The authors induced ischemic stroke using transient middle cerebral artery occlusion (tMCAO), and performed immunohistochemistry to analyze the lesioned area and the cell types located throughout the injured tissue. A week following stroke, they injected a virus carrying the NeuroD1 (ND1) transcription factor driven by a microglia-specific promoter into the injured brain area to convert infiltrating microglia and macrophages into neurons. Next, to determine whether the ND1-converted neurons became functionally integrated into the striatum, they used immunohistochemistry to stain striatal projection neurons in control and tMCAO mice and patch-clamp electrophysiology to record neuronal activity from these cells. To quantify how many microglia/macrophages were effectively transformed into neurons, they utilized a transgenic mouse line expressing cre-inducible diphtheria toxin receptor (DTR). By injecting a Cre virus with a microglia-specific promoter, they could permanently express DTR in microglia, and then count the number of DTR-expressing cells that became neurons at different time points. The authors then tested whether the conversion of microglia into neurons had functional outcomes on stroke recovery, by comparing multiple motor behaviors in injured and control mice. Finally, they ablated the ND1-converted neurons to examine whether these cells were responsible for functional improvements. 

What did they find?

They showed that following stroke, there is a significant neuronal loss in the striatum, and that while astrocytes remain at the border of the lesioned area, microglia and macrophages infiltrate into the core of the lesion. Two weeks following the injection of their virally packaged transcription factor, they showed a reduction in the microglial population and an increase in neuronal markers, which means that cells at the lesion site were reprogrammed from a microglial identity into a neuronal one.

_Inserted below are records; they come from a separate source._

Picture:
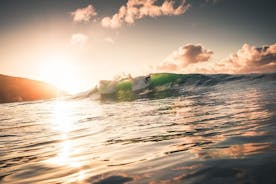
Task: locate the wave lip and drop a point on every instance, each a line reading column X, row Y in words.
column 163, row 85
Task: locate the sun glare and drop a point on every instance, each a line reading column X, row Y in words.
column 60, row 72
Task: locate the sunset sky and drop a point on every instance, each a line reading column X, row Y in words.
column 75, row 43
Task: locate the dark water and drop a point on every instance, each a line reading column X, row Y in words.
column 210, row 132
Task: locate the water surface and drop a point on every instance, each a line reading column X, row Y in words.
column 219, row 133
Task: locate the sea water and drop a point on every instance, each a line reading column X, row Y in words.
column 222, row 132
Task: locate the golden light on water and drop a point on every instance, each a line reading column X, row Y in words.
column 64, row 125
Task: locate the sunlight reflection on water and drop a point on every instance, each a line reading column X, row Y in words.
column 217, row 133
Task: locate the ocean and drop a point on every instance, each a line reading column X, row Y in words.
column 209, row 129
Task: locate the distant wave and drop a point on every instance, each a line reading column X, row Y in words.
column 163, row 85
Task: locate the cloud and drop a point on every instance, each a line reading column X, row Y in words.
column 184, row 56
column 83, row 14
column 250, row 59
column 78, row 39
column 213, row 1
column 109, row 40
column 137, row 9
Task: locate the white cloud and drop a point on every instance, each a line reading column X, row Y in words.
column 137, row 9
column 184, row 56
column 109, row 40
column 248, row 59
column 84, row 14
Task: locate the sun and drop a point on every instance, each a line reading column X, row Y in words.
column 60, row 72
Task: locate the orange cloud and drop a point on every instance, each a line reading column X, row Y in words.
column 137, row 9
column 84, row 14
column 184, row 56
column 248, row 59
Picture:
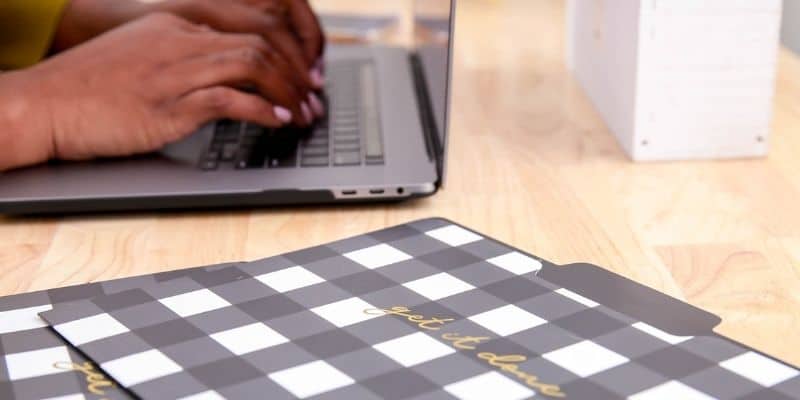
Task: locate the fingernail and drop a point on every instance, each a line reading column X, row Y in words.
column 283, row 114
column 316, row 77
column 306, row 112
column 316, row 104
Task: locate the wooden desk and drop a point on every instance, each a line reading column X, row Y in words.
column 532, row 164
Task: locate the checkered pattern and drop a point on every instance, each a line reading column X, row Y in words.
column 29, row 349
column 293, row 326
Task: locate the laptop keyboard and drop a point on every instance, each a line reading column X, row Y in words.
column 349, row 134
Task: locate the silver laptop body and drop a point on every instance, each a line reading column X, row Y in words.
column 383, row 139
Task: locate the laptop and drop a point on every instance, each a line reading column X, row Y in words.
column 383, row 138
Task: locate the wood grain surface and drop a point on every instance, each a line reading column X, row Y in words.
column 531, row 164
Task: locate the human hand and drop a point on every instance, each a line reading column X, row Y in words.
column 289, row 25
column 141, row 86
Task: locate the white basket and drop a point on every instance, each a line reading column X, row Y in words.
column 679, row 79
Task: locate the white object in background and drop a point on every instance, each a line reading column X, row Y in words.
column 679, row 79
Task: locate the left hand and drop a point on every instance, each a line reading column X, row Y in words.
column 288, row 25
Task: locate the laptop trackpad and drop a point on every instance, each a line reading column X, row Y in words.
column 188, row 149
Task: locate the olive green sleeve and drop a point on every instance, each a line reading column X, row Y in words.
column 26, row 30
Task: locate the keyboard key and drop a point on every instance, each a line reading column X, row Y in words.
column 315, row 151
column 229, row 151
column 288, row 162
column 347, row 158
column 350, row 146
column 314, row 162
column 317, row 142
column 209, row 165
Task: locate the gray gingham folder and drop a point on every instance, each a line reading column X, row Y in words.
column 35, row 363
column 425, row 310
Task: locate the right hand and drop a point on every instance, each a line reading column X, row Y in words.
column 146, row 84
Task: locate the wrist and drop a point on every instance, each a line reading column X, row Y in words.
column 26, row 134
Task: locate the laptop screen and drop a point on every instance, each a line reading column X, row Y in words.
column 422, row 26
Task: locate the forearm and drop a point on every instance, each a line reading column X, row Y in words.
column 84, row 19
column 25, row 133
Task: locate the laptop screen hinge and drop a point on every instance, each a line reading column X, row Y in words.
column 433, row 144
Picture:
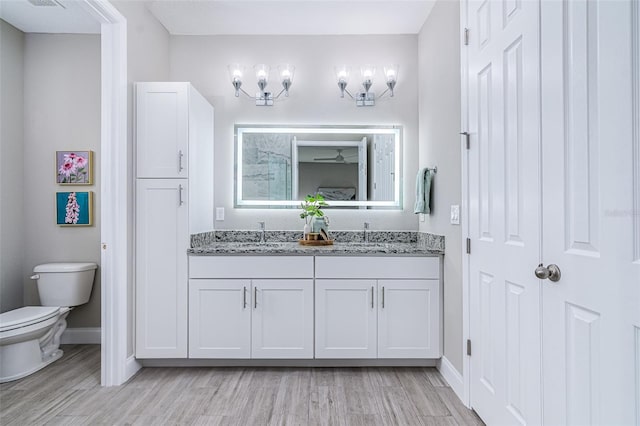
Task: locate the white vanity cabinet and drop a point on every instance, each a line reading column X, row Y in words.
column 173, row 199
column 219, row 318
column 257, row 307
column 346, row 319
column 378, row 307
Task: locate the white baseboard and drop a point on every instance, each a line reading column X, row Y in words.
column 199, row 362
column 81, row 336
column 132, row 366
column 452, row 376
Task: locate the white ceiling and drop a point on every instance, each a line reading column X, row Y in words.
column 235, row 17
column 65, row 16
column 293, row 17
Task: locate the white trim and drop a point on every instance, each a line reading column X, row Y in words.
column 465, row 396
column 114, row 192
column 132, row 365
column 452, row 377
column 81, row 336
column 312, row 362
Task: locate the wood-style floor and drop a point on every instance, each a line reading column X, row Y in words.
column 68, row 392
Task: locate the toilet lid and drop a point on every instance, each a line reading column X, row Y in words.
column 28, row 315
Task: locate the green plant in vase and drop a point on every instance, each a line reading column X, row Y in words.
column 311, row 208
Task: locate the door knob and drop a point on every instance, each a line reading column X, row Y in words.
column 552, row 272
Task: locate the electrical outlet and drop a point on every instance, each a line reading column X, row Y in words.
column 219, row 213
column 455, row 214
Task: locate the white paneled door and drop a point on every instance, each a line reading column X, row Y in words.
column 504, row 220
column 591, row 216
column 554, row 178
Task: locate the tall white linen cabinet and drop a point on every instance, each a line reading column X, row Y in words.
column 174, row 199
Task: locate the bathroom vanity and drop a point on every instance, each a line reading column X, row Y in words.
column 232, row 299
column 280, row 300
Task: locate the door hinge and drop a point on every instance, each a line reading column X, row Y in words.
column 466, row 139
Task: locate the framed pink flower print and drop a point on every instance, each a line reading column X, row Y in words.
column 74, row 167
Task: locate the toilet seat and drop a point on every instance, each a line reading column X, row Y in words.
column 26, row 316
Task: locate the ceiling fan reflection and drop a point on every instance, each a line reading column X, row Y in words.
column 338, row 158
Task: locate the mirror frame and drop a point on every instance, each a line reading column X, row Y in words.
column 241, row 129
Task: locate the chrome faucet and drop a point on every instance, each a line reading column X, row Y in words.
column 366, row 232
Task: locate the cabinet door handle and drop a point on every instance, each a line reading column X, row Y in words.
column 244, row 297
column 255, row 297
column 372, row 297
column 180, row 155
column 180, row 189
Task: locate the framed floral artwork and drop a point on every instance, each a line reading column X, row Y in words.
column 74, row 208
column 74, row 167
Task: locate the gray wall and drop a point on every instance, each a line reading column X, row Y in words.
column 11, row 166
column 147, row 60
column 439, row 64
column 61, row 112
column 314, row 99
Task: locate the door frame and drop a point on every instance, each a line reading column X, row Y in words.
column 116, row 365
column 464, row 208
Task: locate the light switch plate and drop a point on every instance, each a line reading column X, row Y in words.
column 455, row 214
column 219, row 213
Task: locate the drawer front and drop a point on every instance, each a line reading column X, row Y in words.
column 378, row 267
column 250, row 267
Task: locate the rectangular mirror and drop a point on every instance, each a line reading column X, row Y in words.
column 352, row 166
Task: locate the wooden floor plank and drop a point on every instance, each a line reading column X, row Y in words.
column 68, row 393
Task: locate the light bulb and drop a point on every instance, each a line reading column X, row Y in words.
column 342, row 73
column 391, row 71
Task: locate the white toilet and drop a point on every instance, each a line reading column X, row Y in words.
column 30, row 336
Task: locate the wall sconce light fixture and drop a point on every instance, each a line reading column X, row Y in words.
column 367, row 72
column 262, row 98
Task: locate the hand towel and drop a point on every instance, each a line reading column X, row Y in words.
column 423, row 190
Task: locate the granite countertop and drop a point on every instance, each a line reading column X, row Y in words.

They also showed that when microglia were depleted prior to injection of ND1, they no longer observed the increase in neuronal cells at the lesion site, indicating it is likely mostly microglia that are successfully converted into neurons. Using immunohistochemistry, they demonstrated that striatal projection neurons, which are largely depleted in the lesioned area following tMCAO, show recovery following ND1 transduction. Their ND1-transduced cells became positive for a striatal neuron marker and showed functional activity that mimicked that of native striatal neurons.

They next found that one week after labeling microglia and initiating their conversion into neurons, very few labeled cells expressed neuronal markers, indicating they hadn’t yet converted to neurons at this early stage. At the eight week timepoint, however, a large number of the permanently labeled DTR cells also expressed striatal neuron markers and showed anatomically relevant connections with other neurons. This means that their strategy to convert microglia at the lesion site into neurons that would be integrated into the native circuitry was successful. Finally, they showed that following the conversion of microglia to neurons at the lesion site one week post-injury, mice showed improvements in multiple motor behaviors impacted by stroke. Damaging ND1-converted neurons blocked these improvements, suggesting that these newly converted neurons were responsible for the functional improvements observed. 

What's the impact?

This study is the first to show successful in vivo conversion of microglia into functional neurons following ischemic stroke in mice. This treatment, which led to improved neurological function in injured mice, demonstrates a promising therapeutic strategy for stroke and other injuries resulting in the loss of neurons.